Credentials and Configuration
The configuration of S3 Express One buckets is similar to regular S3 buckets with one exception: you must specify the endpoint according to the following pattern:
s3express-⟨availability_zone⟩.⟨region⟩.amazonaws.com
where the ⟨availability_zone⟩ (e.g., use-az5) can be obtained from the S3 Express One bucket's configuration page and the
⟨region⟩ is the AWS region (e.g., us-east-1).
For example, to allow Goose to use an S3 Express One bucket, configure the Secrets manager as follows:
CREATE SECRET (
TYPE s3,
KEY_ID '⟨AKIAIOSFODNN7EXAMPLE⟩',
SECRET '⟨wJalrXUtnFEMI/K7MDENG/bPxRfiCYEXAMPLEKEY⟩',
REGION '⟨us-east-1⟩',
ENDPOINT 's3express-⟨use1-az5⟩.⟨us-east-1⟩.amazonaws.com'
);
Instance Location
For best performance, ensure the EC2 instance is in the same availability zone as the S3 Express One bucket you are querying.

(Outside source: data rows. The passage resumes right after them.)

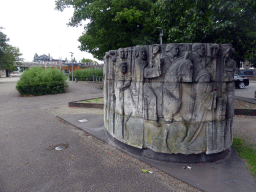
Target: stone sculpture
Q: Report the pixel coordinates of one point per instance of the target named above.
(173, 98)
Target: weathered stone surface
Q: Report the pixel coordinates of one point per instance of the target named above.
(173, 98)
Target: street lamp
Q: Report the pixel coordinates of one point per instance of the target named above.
(161, 34)
(72, 64)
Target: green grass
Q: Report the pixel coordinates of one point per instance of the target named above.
(247, 152)
(98, 101)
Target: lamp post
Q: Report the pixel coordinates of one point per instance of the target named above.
(72, 64)
(161, 34)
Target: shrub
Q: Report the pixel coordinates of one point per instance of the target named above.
(86, 74)
(39, 81)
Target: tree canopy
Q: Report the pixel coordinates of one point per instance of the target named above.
(8, 53)
(88, 61)
(122, 23)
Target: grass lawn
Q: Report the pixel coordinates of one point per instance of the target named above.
(96, 101)
(246, 152)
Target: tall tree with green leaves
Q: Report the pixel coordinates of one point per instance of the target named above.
(122, 23)
(113, 23)
(210, 21)
(35, 56)
(8, 54)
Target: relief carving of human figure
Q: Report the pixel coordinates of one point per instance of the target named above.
(205, 103)
(230, 68)
(180, 71)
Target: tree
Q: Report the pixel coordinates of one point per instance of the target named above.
(8, 54)
(122, 23)
(87, 60)
(73, 60)
(113, 23)
(35, 56)
(210, 21)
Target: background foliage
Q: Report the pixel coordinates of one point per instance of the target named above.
(86, 74)
(8, 53)
(122, 23)
(40, 81)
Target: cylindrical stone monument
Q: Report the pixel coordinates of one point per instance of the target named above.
(172, 101)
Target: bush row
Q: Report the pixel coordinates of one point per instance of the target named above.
(87, 74)
(38, 81)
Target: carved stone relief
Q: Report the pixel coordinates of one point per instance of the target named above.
(172, 98)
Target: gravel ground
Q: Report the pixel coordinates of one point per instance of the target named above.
(28, 163)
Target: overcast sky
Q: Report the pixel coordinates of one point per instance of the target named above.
(35, 27)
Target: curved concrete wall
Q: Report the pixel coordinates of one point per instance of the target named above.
(172, 98)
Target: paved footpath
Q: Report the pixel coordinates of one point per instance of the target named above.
(30, 133)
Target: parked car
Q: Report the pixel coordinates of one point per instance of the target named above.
(241, 82)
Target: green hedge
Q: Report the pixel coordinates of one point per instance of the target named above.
(39, 81)
(87, 74)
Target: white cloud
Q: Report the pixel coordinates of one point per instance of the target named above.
(35, 27)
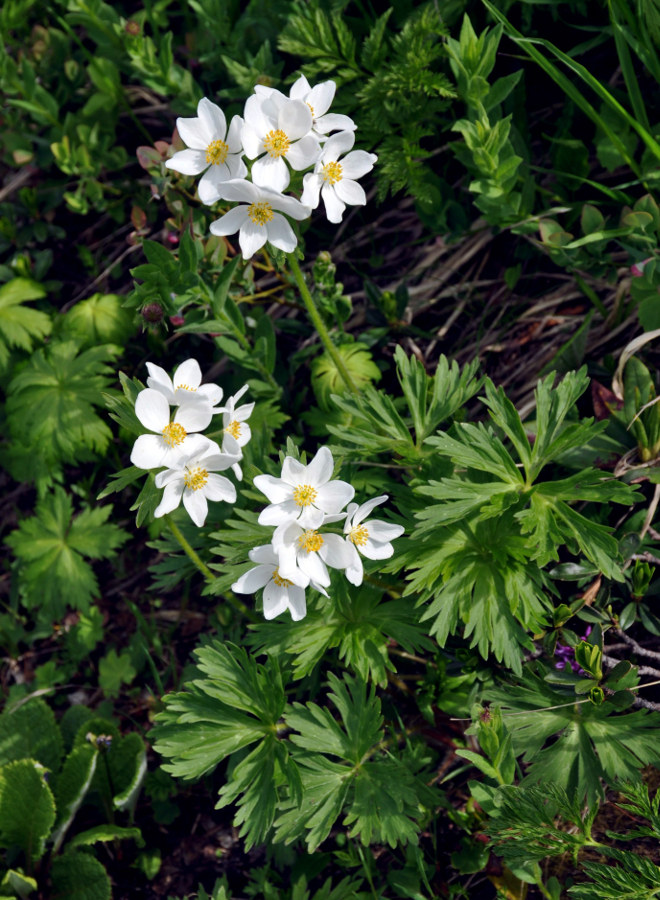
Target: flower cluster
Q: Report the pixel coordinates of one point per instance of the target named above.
(276, 133)
(304, 500)
(189, 460)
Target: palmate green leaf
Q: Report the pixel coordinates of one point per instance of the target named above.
(51, 406)
(588, 742)
(234, 703)
(21, 326)
(29, 731)
(27, 808)
(51, 547)
(636, 878)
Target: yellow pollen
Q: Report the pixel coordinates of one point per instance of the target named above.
(304, 495)
(216, 152)
(279, 581)
(234, 429)
(195, 478)
(260, 213)
(331, 172)
(276, 143)
(359, 535)
(310, 541)
(174, 434)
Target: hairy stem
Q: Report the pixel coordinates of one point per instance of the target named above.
(318, 323)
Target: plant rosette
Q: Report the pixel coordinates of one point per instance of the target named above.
(211, 149)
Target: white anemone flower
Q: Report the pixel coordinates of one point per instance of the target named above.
(185, 386)
(212, 149)
(278, 129)
(235, 427)
(335, 179)
(258, 218)
(303, 494)
(192, 478)
(305, 553)
(280, 593)
(371, 538)
(172, 439)
(319, 99)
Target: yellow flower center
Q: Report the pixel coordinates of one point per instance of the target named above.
(174, 434)
(279, 581)
(234, 429)
(277, 143)
(331, 173)
(304, 495)
(359, 535)
(310, 541)
(216, 152)
(195, 478)
(260, 213)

To determine the mapping between zone names and zone IDs, use the aws ec2 describe-availability-zones command.
-
Zone name to zone ID mapping:
aws ec2 describe-availability-zones --output json \
| jq -r '.AvailabilityZones[] | select(.ZoneName == "us-east-1f") | .ZoneId'use1-az5 -
Zone ID to zone name mapping:
aws ec2 describe-availability-zones --output json \
| jq -r '.AvailabilityZones[] | select(.ZoneId == "use1-az5") | .ZoneName'us-east-1f
Querying
You can query the S3 Express One bucket like any other S3 bucket:
SELECT *
FROM 's3://express-bucket-name--use1-az5--x-s3/my-file.parquet';
Performance
The following experiments were run on a c7gd.12xlarge instance using the LDBC SF300 Comments creationDate Parquet file (also used in the microbenchmarks of the performance guide).
| Experiment | File size | Runtime |
|---|---|---|
| Loading only from Parquet | 4.1 GB | 3.5 s |
| Creating local table from Parquet | 4.1 GB | 5.1 s |
The “loading only” variant is running the load as part of an EXPLAIN ANALYZE statement to measure the runtime without actually creating a local table, while the “creating local table” variant uses CREATE TABLE ... AS SELECT to create a persistent table on the local disk.